Option 2: ComfyUI (most powerful, node-based)

Download ComfyUI from github.com/comfyanonymous/ComfyUI
Add a model to models/checkpoints/
Run the launch script and open the browser interface
Build generation pipelines visually. Nodes connect into workflows you can share and remix

Option 3: Forge (AUTOMATIC1111 but faster)

A performance-optimised fork of AUTOMATIC1111
Same interface, noticeably faster on lower-VRAM GPUs
Good choice if you're on an older or mid-range GPU

Hardware requirements:

NVIDIA GPU with 4 GB+ VRAM: baseline, slow
8 GB VRAM: comfortable for SD 1.5 and SDXL
12 GB+ VRAM: smooth for SDXL and FLUX
Apple Silicon (M1/M2/M3): works well via MPS backend
CPU only: possible but very slow (10–30 minutes per image)

Budget 1–2 hours for your first setup. After that, adding models and LoRAs takes minutes.

Key concepts to understand

Checkpoints are the base model files (2–7 GB each). They determine the foundational style and capability.

LoRAs (Low-Rank Adaptations) are small style or character files (50–200 MB) that you layer on top of a base model. They bend the output toward a specific aesthetic, subject, or style without replacing the base model.

Samplers control how the image is generated. DDIM and DPM++ 2M Karras are reliable defaults. Experimenting with samplers can produce noticeably different results from the same prompt.

CFG Scale (Classifier-Free Guidance) controls how strictly the image follows your prompt. 7–9 is the standard range. Higher values produce more literal but sometimes strange results.

Steps: more steps means more detail but slower generation. 20 steps for quick previews, 30–50 for final outputs.

Where to find models and LoRAs

Civitai (civitai.com) is the central hub for community-made models, LoRAs, embeddings, and sample images. Every model has user previews, download counts, and ratings. Browse here to find styles you want before searching for prompts.

Hugging Face (huggingface.co) hosts official and research models in a more structured format. Good for base models and newer architectures.

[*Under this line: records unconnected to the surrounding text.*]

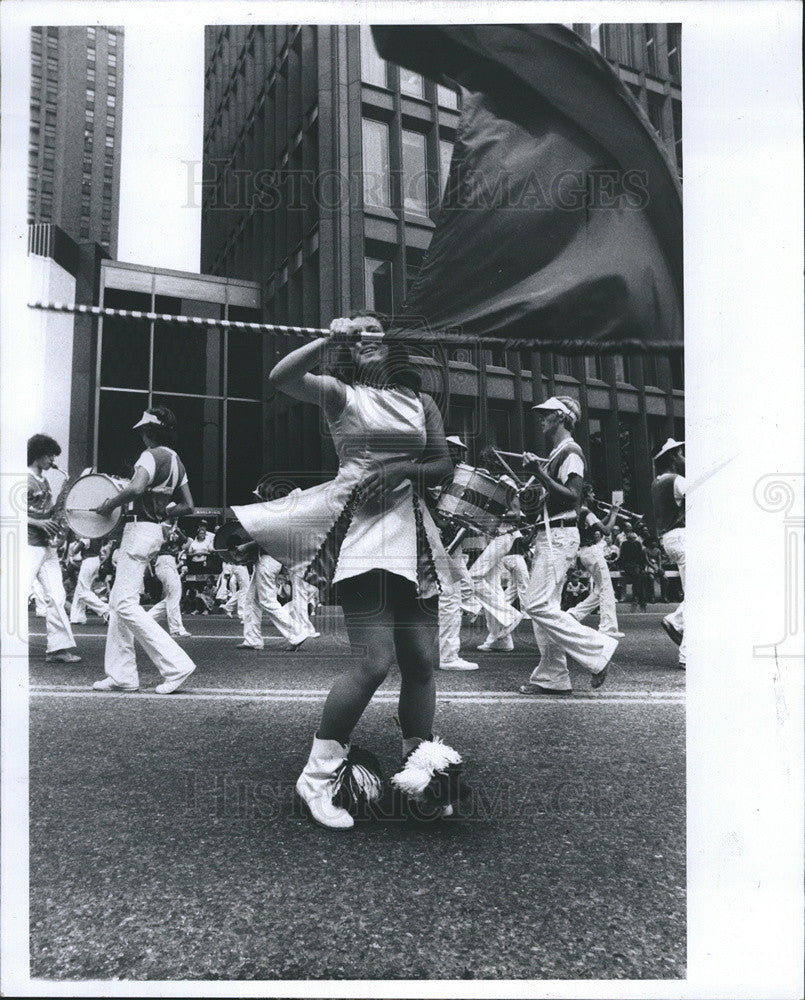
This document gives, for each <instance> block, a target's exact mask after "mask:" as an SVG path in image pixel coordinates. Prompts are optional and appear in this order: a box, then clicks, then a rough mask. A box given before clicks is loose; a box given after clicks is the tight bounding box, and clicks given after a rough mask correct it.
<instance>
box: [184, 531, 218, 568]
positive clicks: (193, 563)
mask: <svg viewBox="0 0 805 1000" xmlns="http://www.w3.org/2000/svg"><path fill="white" fill-rule="evenodd" d="M213 544H214V539H213V536H212V535H211V534H209V532H208V531H207V522H206V521H199V523H198V528H197V529H196V536H195V538H191V539H190V541H189V542H188V543H187V545H186V546H185V552H186V553H187V568H188V572H189V573H204V571H205V570H206V568H207V556H209V555H212V553H213V551H214V548H213Z"/></svg>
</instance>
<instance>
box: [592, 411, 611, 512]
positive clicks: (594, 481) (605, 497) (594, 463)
mask: <svg viewBox="0 0 805 1000" xmlns="http://www.w3.org/2000/svg"><path fill="white" fill-rule="evenodd" d="M587 428H588V432H589V435H590V469H589V477H590V483H591V484H592V487H593V490H594V491H595V495H596V496H597V497H600V498H601V499H605V498H606V497H607V495H608V482H607V448H606V436H605V430H604V423H603V421H602V420H601V419H600V418H598V417H592V416H591V417H590V419H589V421H588V423H587Z"/></svg>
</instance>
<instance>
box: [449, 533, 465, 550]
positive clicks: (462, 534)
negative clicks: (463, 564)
mask: <svg viewBox="0 0 805 1000" xmlns="http://www.w3.org/2000/svg"><path fill="white" fill-rule="evenodd" d="M466 534H467V529H466V528H459V530H458V531H457V532H456V537H455V538H454V539H453V541H452V542H451V543H450V544H449V545H448V546H447V552H448V554H449V553H452V551H453V549H455V548H456V547H457V546H458V545H459V544H460V543H461V541H462V540H463V538H464V536H465V535H466Z"/></svg>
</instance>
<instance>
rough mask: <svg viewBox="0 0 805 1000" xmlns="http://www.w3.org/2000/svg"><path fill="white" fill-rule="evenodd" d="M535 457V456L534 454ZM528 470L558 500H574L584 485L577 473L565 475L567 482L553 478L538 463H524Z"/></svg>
mask: <svg viewBox="0 0 805 1000" xmlns="http://www.w3.org/2000/svg"><path fill="white" fill-rule="evenodd" d="M535 457H536V456H535ZM525 464H526V466H527V468H528V472H529V474H530V475H532V476H533V477H534V478H535V479H536V480H538V481H539V482H540V483H541V484H542V485H543V486H544V487H545V489H546V490H547V491H548V492H549V493H551V494H552V495H553V496H554V497H556V498H557V499H558V500H565V501H568V500H569V501H572V502H575V501H577V500H578V499H579V497H580V496H581V489H582V486H583V485H584V480H583V479H582V477H581V476H579V475H578V474H577V473H575V472H572V473H571V474H570V475H569V476H568V477H567V482H566V483H564V485H563V484H562V483H560V482H559V481H558V480H556V479H554V478H553V476H549V475H548V473H547V472H546V471H545V469H544V468H543V467H542V466H541V465H539V464H538V463H536V462H535V463H533V464H532V463H528V462H526V463H525Z"/></svg>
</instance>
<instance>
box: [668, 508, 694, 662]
mask: <svg viewBox="0 0 805 1000" xmlns="http://www.w3.org/2000/svg"><path fill="white" fill-rule="evenodd" d="M662 547H663V549H664V550H665V554H666V555H667V556H668V558H669V559H670V560H671V561H672V562H675V563H676V568H677V569H678V570H679V582H680V584H681V585H682V603H681V604H680V605H679V607H678V608H677V609H676V611H674V612H673V613H672V614H670V615H668V621H669V622H671V624H672V625H673V626H674V628H676V629H679V631H680V632H681V633H682V645H681V646H680V647H679V662H680V663H685V662H687V658H688V653H687V645H686V644H685V529H684V528H672V529H671V530H670V531H666V532H665V534H664V535H663V536H662Z"/></svg>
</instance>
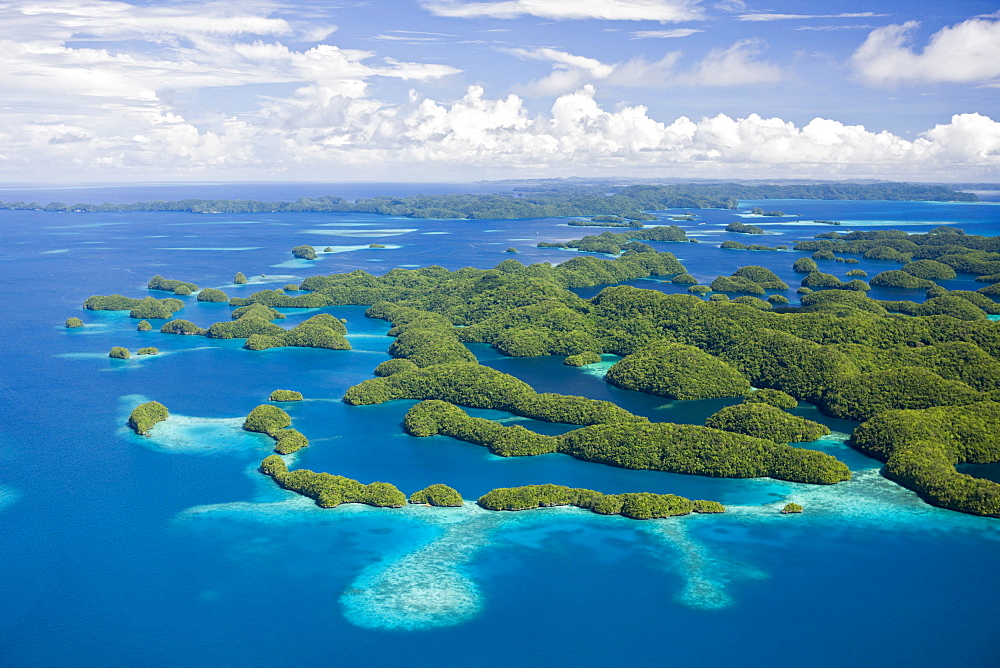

Compare with similar tools

Tool	Ease of use	Quality	Cost	Best for
Stable Diffusion	Hard	Excellent (with tuning)	Free	Power users, customisation, volume
FLUX	Easy (web)	Excellent	Free (Schnell)	Photorealism, beginners wanting quality
Midjourney	Easy	Excellent	$10–$60/mo	Artistic, commercial work
Ideogram	Easy	Good	Free tier	Text in images, design

Pick Stable Diffusion when you want unlimited generation, deep customisation, or complete privacy. Pick FLUX if you want near-equivalent quality with a much easier start. Pick Midjourney if you want the most reliably beautiful results without any setup.